Queen Lolo
June 09, 2005
Once upon a time, a certain gentleman of royal breeding got fed up with the good life and headed out into the big wide world to find himself. Although this handsome young prince had a fine young wife and an adorable newborn son, he didn’t let that stop him from pulling the the old "ta ta and see you around" routine.
That’s the third part of Act One of Buddha’s story. And it’s the part that's always been problematic for me.
You see, I have trouble mustering up compassion for a guy who dumps his family in favor of self-reflection. Perhaps that’s my problem, not his. In any case, this skeleton in Siddhartha’s royal closet puts a slight damper on my enthusiasm and makes him less a little less likable in my book. It's one of those great unresolved questions for me: How could our beloved Buddha have started out a self-indulgent deadbeat dad?
Then the other day, I found an answer that works for me. In quite a few ways.
It came from “Buddhism For Mothers,” a wonderful book by Sarah Napthali. In the very last paragraph of the book, Sarah writes:
“As mothers, what can we make of that story of the Buddha leaving his family in the middle of the night? I asked Fu Schroeder. ‘Oh, but he wasn’t the Buddha when he left his child. He was a young prince, in terrible pain,’ she answered. ‘If you’re awake, you don’t leave your child. Where would you go?’”
I love this explanation for so many reasons. First, because it reminds me to have compassion for human behavior that appears less than ideal. We all do stupid stuff. Intentionally or not, we all act in ways that hurt others, even those we truly love the most. Even Buddha did, on his way to enlightenment. And in the longrun, there is always the remote possibility that something jerky could end up being of great value for eternity. Just something to keep in mind the next time you mess up, or someone you love pulls a fast one.
Second, the explanation reminds me that most behavior comes from positive intent. Siddhartha wanted to find the answer to true happiness. Nothing wrong with that. It helps me be more compassionate when I remember that even the nastiest behavior is a poorly-executed attempt to meet a basic human need. (Marshall Rosenberg, the founder of “Non-Violent Communication” has authored numerous books on this subject that are well worth reading.)
Finally, the last four words in the question posed by Fu Schroder at the end of the explanation offer the greatest reminder of all. “If you’re awake, you don’t leave... Where would you go?”
Yes indeed. Where would you go? There’s nowhere to run, nowhere to hide. You can't escape yourself, and whatever you're looking for is right here anyway. It's inside your head, your heart, and your own back yard. As Dorothy said, "There's no place like home." So take off your shoes and stay awhile.
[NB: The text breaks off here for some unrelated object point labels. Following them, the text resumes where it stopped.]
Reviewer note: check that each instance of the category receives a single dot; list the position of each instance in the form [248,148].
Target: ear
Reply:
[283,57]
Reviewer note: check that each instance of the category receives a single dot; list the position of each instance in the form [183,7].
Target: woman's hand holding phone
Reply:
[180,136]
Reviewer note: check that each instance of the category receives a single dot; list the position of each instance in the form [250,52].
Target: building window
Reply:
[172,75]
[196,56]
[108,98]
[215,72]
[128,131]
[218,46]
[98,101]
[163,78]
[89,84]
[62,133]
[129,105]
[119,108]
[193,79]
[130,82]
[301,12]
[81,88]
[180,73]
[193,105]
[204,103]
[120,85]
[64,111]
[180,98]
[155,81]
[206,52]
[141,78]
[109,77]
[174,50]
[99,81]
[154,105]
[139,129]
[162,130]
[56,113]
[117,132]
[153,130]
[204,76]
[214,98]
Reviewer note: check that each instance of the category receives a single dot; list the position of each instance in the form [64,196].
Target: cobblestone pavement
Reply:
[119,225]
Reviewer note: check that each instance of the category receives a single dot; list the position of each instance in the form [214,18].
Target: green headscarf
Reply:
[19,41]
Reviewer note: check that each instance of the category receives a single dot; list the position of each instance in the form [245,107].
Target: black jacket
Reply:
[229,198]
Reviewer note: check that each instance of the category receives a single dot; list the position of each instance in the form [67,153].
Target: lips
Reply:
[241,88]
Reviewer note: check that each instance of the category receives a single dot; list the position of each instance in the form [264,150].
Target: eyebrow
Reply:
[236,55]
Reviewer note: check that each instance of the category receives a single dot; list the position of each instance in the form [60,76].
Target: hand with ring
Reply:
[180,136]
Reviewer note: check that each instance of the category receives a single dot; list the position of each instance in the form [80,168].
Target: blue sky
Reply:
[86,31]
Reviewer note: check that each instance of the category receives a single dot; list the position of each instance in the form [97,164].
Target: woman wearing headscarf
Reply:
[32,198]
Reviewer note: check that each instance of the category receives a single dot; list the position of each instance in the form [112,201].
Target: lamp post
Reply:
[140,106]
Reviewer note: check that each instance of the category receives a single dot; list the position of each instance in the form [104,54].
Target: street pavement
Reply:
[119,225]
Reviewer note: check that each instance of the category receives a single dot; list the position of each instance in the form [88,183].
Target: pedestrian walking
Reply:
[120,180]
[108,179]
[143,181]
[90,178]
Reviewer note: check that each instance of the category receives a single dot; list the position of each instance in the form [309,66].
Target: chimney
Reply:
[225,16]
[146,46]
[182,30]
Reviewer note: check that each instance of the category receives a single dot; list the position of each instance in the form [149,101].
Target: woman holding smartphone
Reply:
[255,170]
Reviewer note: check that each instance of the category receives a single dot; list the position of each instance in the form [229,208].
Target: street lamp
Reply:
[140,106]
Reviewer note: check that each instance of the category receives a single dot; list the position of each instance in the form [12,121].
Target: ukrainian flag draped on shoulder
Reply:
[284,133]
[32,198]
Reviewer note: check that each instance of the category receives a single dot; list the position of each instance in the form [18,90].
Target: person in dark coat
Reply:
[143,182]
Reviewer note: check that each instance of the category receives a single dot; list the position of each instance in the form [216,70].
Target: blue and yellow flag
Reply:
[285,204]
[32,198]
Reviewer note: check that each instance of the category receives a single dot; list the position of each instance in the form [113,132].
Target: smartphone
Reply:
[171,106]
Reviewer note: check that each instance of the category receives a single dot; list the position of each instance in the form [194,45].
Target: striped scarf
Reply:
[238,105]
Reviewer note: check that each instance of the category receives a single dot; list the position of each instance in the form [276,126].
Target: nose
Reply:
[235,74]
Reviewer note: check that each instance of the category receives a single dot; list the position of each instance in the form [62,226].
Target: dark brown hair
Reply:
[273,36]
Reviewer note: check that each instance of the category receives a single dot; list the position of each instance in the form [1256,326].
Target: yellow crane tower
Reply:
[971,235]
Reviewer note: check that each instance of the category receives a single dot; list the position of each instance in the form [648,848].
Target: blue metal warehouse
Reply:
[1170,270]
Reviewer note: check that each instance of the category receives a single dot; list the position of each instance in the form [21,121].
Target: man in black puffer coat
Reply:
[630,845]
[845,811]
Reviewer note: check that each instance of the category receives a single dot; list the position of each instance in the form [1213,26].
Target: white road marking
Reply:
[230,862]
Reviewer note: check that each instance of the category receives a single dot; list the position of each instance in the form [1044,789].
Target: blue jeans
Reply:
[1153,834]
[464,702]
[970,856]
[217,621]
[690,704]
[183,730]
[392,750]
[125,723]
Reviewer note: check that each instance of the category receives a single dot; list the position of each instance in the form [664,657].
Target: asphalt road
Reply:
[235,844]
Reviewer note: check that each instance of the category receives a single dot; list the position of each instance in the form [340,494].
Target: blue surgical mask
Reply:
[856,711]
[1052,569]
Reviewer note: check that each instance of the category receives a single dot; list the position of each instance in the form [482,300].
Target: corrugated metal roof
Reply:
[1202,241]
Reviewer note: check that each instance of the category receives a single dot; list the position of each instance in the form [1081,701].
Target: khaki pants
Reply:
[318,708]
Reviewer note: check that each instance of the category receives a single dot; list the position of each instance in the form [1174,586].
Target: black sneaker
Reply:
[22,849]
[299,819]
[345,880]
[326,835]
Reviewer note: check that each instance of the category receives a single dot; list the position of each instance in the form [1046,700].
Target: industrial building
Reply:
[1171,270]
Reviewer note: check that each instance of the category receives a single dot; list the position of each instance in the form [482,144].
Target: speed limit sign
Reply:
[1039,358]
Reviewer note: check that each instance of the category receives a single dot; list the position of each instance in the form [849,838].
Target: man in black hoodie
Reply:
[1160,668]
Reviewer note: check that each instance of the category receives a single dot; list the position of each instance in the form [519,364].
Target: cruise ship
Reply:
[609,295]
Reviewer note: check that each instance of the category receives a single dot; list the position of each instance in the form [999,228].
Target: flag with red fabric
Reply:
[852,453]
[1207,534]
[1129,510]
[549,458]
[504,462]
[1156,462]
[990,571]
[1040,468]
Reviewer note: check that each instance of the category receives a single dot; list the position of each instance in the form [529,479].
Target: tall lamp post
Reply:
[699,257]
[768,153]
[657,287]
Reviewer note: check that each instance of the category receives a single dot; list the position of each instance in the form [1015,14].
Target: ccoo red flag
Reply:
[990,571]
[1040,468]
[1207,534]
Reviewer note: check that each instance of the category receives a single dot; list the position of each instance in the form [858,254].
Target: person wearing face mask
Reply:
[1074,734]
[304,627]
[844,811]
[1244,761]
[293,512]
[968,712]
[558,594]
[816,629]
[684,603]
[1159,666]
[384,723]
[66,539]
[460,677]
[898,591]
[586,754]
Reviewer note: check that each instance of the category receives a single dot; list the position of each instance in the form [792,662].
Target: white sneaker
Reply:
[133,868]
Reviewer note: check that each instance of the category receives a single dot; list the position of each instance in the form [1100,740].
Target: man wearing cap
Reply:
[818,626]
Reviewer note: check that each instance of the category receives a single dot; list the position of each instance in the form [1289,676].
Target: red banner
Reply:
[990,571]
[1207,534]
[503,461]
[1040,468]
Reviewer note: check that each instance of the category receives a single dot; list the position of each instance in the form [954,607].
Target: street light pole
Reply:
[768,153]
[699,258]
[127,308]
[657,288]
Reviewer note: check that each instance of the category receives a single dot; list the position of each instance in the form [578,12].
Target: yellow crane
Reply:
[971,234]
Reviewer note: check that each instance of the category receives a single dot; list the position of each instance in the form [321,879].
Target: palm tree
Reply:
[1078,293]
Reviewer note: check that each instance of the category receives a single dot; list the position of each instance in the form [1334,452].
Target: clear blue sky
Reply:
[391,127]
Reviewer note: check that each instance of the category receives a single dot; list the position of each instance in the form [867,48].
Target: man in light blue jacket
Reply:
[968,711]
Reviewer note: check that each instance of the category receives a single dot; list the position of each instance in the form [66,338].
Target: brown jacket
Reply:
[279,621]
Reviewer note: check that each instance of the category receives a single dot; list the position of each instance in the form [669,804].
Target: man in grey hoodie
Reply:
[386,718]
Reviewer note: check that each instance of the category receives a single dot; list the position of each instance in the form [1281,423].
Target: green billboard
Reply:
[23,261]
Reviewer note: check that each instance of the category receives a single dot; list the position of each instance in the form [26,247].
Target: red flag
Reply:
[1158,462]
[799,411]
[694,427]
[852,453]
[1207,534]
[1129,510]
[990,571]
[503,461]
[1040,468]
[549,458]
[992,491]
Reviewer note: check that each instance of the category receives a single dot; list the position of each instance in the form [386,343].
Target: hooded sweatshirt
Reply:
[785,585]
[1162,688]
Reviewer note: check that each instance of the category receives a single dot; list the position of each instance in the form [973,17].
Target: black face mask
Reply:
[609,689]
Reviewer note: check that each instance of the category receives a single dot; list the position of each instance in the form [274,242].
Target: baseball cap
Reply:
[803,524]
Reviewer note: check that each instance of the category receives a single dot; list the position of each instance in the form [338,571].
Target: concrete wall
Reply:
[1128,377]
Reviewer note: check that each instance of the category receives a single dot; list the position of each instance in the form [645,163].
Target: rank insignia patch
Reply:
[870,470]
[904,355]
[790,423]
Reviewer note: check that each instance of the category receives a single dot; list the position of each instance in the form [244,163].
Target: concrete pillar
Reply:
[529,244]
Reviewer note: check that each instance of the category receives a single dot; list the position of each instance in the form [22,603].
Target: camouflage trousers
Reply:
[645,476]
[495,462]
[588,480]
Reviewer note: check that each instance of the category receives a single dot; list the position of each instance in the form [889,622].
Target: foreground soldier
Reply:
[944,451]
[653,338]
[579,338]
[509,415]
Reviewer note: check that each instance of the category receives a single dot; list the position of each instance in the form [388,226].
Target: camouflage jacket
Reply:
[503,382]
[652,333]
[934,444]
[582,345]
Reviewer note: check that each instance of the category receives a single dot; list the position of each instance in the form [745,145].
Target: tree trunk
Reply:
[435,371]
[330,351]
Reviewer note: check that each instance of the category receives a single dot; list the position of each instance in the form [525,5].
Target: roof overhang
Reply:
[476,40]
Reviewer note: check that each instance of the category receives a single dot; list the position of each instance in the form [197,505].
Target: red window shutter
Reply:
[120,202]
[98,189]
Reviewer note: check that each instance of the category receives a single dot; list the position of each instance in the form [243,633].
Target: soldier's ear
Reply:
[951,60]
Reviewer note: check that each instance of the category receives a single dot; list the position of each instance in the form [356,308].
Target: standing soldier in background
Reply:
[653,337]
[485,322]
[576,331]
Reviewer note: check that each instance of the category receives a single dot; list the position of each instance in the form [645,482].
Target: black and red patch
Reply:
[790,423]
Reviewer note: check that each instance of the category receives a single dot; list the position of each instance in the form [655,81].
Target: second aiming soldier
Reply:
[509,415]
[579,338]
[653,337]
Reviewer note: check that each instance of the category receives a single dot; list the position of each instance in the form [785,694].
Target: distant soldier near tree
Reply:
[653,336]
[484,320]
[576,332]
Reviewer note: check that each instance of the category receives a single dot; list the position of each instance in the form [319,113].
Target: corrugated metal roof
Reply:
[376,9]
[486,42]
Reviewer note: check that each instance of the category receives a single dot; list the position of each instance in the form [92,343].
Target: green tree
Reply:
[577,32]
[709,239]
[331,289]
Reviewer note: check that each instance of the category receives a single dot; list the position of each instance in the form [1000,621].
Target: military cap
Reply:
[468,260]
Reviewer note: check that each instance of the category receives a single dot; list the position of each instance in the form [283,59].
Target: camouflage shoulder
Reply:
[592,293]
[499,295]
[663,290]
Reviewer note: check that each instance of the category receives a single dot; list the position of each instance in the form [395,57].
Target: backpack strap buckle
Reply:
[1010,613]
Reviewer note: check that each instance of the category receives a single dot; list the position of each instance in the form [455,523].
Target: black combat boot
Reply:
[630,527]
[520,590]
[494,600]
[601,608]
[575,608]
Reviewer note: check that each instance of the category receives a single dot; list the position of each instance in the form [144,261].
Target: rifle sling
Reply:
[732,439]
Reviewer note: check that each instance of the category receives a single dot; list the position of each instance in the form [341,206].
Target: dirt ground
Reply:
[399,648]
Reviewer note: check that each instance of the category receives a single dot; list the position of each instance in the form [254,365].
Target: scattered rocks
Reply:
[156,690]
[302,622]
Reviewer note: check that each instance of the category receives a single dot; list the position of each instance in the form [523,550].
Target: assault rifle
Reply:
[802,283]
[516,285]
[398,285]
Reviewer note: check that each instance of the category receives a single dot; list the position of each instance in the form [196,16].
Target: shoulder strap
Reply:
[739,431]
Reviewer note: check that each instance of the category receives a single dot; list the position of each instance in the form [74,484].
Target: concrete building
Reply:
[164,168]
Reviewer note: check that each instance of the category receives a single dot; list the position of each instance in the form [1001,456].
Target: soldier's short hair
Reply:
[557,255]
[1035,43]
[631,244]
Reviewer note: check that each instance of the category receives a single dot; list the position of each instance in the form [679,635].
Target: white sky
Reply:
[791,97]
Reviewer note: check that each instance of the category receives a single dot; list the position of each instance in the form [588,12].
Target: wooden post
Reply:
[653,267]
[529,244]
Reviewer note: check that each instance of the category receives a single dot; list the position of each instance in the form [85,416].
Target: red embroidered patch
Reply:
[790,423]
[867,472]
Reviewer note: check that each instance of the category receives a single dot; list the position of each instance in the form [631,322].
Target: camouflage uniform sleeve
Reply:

It's like the story I once read about a student observing his teacher, a Tibetan Buddhist monk. They had finished a class and the teacher went out to the sidewalk to wait for a taxi that was due to arrive. The student watched from inside the building, and began to worry as time passed and no cab appeared. As the minutes ticked by, his teacher simply stood on the sidewalk and waited calmly, without impatience or frustration. The student grew increasingly concerned about the time, while the teacher just stood peacefully and happy on the sidewalk.
Finally, the student came out and approached his teacher. “You’ve been standing here for 30 mintues waiting. Why aren't you getting upset?" he asked.
"Why should I get upset?" asked his teacher in surprise. "I'm not going anywhere."
The monk knew that where ever you go -- there you are. No matter how far we run, we're not going anywhere at all. And even though I have days when I crave solitude and dream of long stretches of quiet meditation, I know that for me, there's more material for spiritual growth in the midst of family life than on a mountaintop. Surrounded by personalities and chaos and bills and hugs and kisses and dust and laundry and strawberry smoothies and skinned knees and bad moods and so much love you can't imagine... there's no escaping the moment-to-moment, endless opportunity to face myself, to genuinely experience the law of cause and effect, to care for others, and to truly live my practice, with nowhere to hide. (Unless you're my dog, then there's that cozy spot under the bed where no one can reach you.)
So what do you think? Could Siddhartha have done it without leaving home? Or would his princely duties and all the royal temptations have gotten in his way? What about YOU? Does "real life" contribute to or hold you back from your spiritual practice? Given the chance, how would you really like to live and practice?